We launched a new course: ESET 181 IT-OT Fundamentals about three years ago. I am the primary course author. I haven’t done a lot of looking, but it could be the only such course in the country.
Industrial Cybersecurity students take the course in their first semester. It is also a required course for ISU’s Electrical Engineering Technology (EET) students. This means that we teach two sections each fall, and one section each spring (EET has a start in the spring and fall).
The first time I offered the course, it was rough. Industrial Cybersecurity students really liked it. But EET students couldn’t see why they needed to learn about computers and networks.
So, we sat down and really worked through the course to make it relevant from day 1. We structured the hands-on elements of the course around a semester long project-based learning (PBL) experience.
I love PBL — especially when the projects are applicable to real life. Because we are in Idaho, we based the project around upgrading the automation system for dehyrated potatoes.
Students read a real news article and a real job posting explaining the needs of a local employer.
The students then learn about the convergence of IT and OT with a variety of hands-on experiences. These include tearing down a computer, designing a SCADA HMI screen, creating a simple temperature control loop with a Raspberry Pi, performing basic switch configuration, and many others. In the end, these aggregate into a final project.
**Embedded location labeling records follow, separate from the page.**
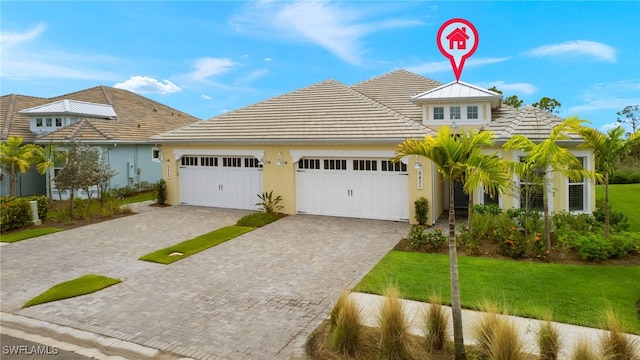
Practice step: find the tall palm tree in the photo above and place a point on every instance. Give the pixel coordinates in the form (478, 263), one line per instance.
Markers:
(15, 158)
(548, 156)
(458, 157)
(45, 159)
(608, 149)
The image below shows the kit students build as they learn about the concepts. Temperature control loop consists of a light bulb, thermocouple, and relay board.
We’ve made several enhancements over the years (and have more to make!), and I am pleased to say we are hitting the mark. Here is some feedback from three of our EET students who just completed the course:
The most important thing I learned from the project was how interconnected OT and networking are. When drawing the network diagram I realized how the two are becoming closer and closer together. I learned that even though I am in an OT role, a good understanding of IT will put me leaps ahead…
The most important thing I learned form the project was the importance of a network and why the Purdue model is such a useful tool. When everything is connected and running it has to work in sync or the whole system doesn’t work. The networking is so much more than I thought it was and I do have a more profound respect for it.
The project helped me understand aspects of IT/OT the most. These were the networking of OT devices, setting up networks, and I was so grateful for the many examples of real world situations and scenarios. I can definitely see myself reflecting on this class and the learning activities as I enter and progress through my career.